Ugly Models is a London-based alternative modelling agency that specialises in character modelling. Owner Marc French says it is about "celebrating everyone's unique beauty". Major clients include Calvin Klein, Levi's, Diesel, Vogue, Elle, and Cosmopolitan, with models appearing in film series such as Harry Potter, Pirates of the Caribbean and James Bond. Ugly Models are in official partnership with Guinness World Records and represents the world's tallest man, the world's most pierced woman and the world's most tattooed man.

==History==

Ugly was started in 1969 by Jill Searle to fill a gap in the modeling market for interesting faces. They placed an advert in a newspaper saying "If you've got an interesting face contact Ugly.", people poured in, and the agency took off after they received thousands of applicants from the outset. They created a niche for themselves in supplying advertisers with faces that are not traditionally beautiful to front its campaigns. In 1997, Marc French had the idea of creating an offshoot fashion agency within the company called Rage.

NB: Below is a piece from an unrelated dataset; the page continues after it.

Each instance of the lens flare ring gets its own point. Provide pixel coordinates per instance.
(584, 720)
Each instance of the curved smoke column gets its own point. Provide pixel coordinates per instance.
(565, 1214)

Both Rage and Ugly work from the same office but Rage is about conventionally beautiful and 'girl or boy next door types'. Most of the Rage models are dancers, performers or extras.

A three-part documentary series titled 'Britain's Ugliest Models' aired in 2010 on Channel 5. It was an in-depth, behind-the-scenes look at the agency which followed French and his team as they scouted for fresh talent to add to their books in the UK and the United States.